When you're standing in front of half a dozen brands of olive oil at the grocery store, how do you choose which one to buy? If you favor cost and efficiency above all else, perhaps you base your decision on size. If you're a conscious consumer who wants to invest in sustainable materials, maybe you're drawn to packaging, even if it means compromising on the product inside. If you're most concerned about taste, ethical labor, and authenticity, you probably study the fine print on the labels.

That's where the term "extra virgin olive oil," or EVOO, comes into play. In a nutshell, per Food Network contributor Fraya Berg, extra virgin olive oil is unrefined, meaning it's "never heated or processed with chemicals." High quality often comes with a high price, which is why EVOO tends to be more expensive than other varieties. When Ina Garten tells you to use "good olive oil" in her recipes (she's been drizzling Olio Santo for 20 years, per a Bon Appétit interview), she's telling you to spring for EVOO.

Tracking down the good stuff doesn't require a trip to Italy, but it's not always a simple task. As luck would have it, a TikTok video posted by @FlavCity extols the virtues of a gem sold at Costco.

Kirkland Signature gets points for price, size, and quality

In a TikTok video filmed in Costco's cooking oil aisle, @FlavCity cites a Forbes article about reportedly mislabeled, lower-quality olive oils. Brightland explains that true extra virgin olive oil is low in acid and "free of flavor and odor defects." And according to @FlavCity, Kirkland Signature extra virgin olive oil fits the bill.

Holding a bottle of Kirkland Signature 100% Italian extra virgin olive oil, @FlavCity calls the Costco-brand product "one of the cleanest on the market." He dotes on its size and price ($14.49 for two liters), which is both less expensive and significantly higher in volume than other good-quality olive oils.
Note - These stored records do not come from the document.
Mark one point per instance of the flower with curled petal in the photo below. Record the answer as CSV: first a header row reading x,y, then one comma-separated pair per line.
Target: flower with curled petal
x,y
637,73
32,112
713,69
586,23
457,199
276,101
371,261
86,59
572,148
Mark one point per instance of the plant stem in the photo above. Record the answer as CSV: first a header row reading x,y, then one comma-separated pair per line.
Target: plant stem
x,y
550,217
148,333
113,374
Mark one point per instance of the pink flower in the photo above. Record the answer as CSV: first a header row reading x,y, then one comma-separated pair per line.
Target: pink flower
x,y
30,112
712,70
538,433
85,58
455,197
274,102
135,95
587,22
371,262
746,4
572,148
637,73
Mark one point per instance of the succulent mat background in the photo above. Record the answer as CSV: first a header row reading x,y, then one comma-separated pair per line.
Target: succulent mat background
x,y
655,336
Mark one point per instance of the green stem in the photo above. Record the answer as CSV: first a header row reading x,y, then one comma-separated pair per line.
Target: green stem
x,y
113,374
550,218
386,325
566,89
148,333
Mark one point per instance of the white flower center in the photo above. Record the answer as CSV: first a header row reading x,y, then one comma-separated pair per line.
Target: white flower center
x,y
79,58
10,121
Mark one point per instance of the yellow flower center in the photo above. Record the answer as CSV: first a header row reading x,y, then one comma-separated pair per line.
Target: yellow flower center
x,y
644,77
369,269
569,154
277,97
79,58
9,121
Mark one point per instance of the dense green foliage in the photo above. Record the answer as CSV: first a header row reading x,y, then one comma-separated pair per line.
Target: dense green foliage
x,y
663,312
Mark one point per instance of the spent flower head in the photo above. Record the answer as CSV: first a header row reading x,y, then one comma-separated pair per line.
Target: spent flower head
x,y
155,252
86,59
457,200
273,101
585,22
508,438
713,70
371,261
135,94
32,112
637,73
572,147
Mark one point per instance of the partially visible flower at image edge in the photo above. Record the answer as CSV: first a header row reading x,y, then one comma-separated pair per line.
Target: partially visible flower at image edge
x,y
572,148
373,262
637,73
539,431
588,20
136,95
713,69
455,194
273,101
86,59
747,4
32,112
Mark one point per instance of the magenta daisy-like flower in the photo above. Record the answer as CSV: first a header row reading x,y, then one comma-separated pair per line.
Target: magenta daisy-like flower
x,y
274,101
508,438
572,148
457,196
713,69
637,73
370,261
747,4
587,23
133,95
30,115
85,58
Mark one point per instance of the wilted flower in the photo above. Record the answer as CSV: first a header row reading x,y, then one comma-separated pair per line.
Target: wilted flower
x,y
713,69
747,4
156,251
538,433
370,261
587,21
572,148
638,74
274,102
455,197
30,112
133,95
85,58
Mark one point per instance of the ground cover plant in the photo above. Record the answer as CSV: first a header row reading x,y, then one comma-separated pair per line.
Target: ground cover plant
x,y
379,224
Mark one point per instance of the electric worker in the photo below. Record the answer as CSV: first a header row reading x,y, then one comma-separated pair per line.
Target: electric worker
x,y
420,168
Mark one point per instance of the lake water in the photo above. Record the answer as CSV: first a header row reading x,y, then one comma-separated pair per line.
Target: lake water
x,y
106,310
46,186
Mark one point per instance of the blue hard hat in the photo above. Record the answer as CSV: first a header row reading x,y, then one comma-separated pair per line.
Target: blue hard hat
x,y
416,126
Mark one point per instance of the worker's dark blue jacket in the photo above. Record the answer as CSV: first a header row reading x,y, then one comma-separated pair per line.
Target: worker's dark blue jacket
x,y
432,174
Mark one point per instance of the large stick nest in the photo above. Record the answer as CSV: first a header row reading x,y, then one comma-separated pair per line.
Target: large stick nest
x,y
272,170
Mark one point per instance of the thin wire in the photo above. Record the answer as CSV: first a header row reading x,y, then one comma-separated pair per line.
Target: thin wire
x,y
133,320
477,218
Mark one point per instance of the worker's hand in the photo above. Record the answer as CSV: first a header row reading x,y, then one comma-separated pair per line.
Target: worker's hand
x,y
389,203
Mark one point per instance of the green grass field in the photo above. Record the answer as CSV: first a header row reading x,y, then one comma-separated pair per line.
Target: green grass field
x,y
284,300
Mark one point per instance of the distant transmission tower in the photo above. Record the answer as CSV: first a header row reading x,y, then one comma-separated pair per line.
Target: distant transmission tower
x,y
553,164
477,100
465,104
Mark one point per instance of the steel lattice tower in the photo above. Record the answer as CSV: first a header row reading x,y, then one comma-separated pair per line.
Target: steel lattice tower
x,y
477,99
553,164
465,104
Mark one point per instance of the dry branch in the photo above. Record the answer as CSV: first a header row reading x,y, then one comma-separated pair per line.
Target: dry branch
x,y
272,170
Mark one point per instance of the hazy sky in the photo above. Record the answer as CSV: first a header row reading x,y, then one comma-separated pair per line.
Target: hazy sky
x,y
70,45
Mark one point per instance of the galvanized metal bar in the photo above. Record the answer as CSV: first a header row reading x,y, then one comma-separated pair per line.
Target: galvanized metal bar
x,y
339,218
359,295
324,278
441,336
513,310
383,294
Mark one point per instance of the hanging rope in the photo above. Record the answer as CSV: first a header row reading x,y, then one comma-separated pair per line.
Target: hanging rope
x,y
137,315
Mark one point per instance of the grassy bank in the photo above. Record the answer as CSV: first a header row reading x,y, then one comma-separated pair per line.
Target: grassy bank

When Tom Hanks' character in "You've Got Mail" speaks of the "10-gallon vat of olive oil for $3.99 that won't even fit into your kitchen cabinet," he may as well have been talking about this price-club sleeper. 

@FlavCity gives a mark for the plastic packaging but admits that "if it's cold-filled in plastic and kept out of sunlight, I'm totally fine with that."

Is that EVOO all it claims to be?

It's safe to say that all olive oil contains some traces of olives, but Sarasota Magazine says some brands will try to get away with an EVOO label when, in fact, they mix their product with lower-quality oils to cut costs. @FlavCity echoed that point in his TikTok video, noting that low-quality olive oil brands will reportedly jump the fence by "deodorizing" oil made from rancid olives. (These claims have been disputed, however, with 2015 research published in the Journal of the American Oil Chemists' Society finding a much lower number of fraudulent bottles than had been previously reported.)

And in 2014, Nadia Antonelli Franceschini, owner of Italian olive oil company Cuore Verde, told The New York Times that some olive oils may claim to be Italian when, in reality, they have no ties to Italy. But as @FlavCity pointed out on TikTok, Kirkland Signature's olive oil has a certification from Bureau Veritas and has been confirmed to be "100% Italian," per OliveOil.com.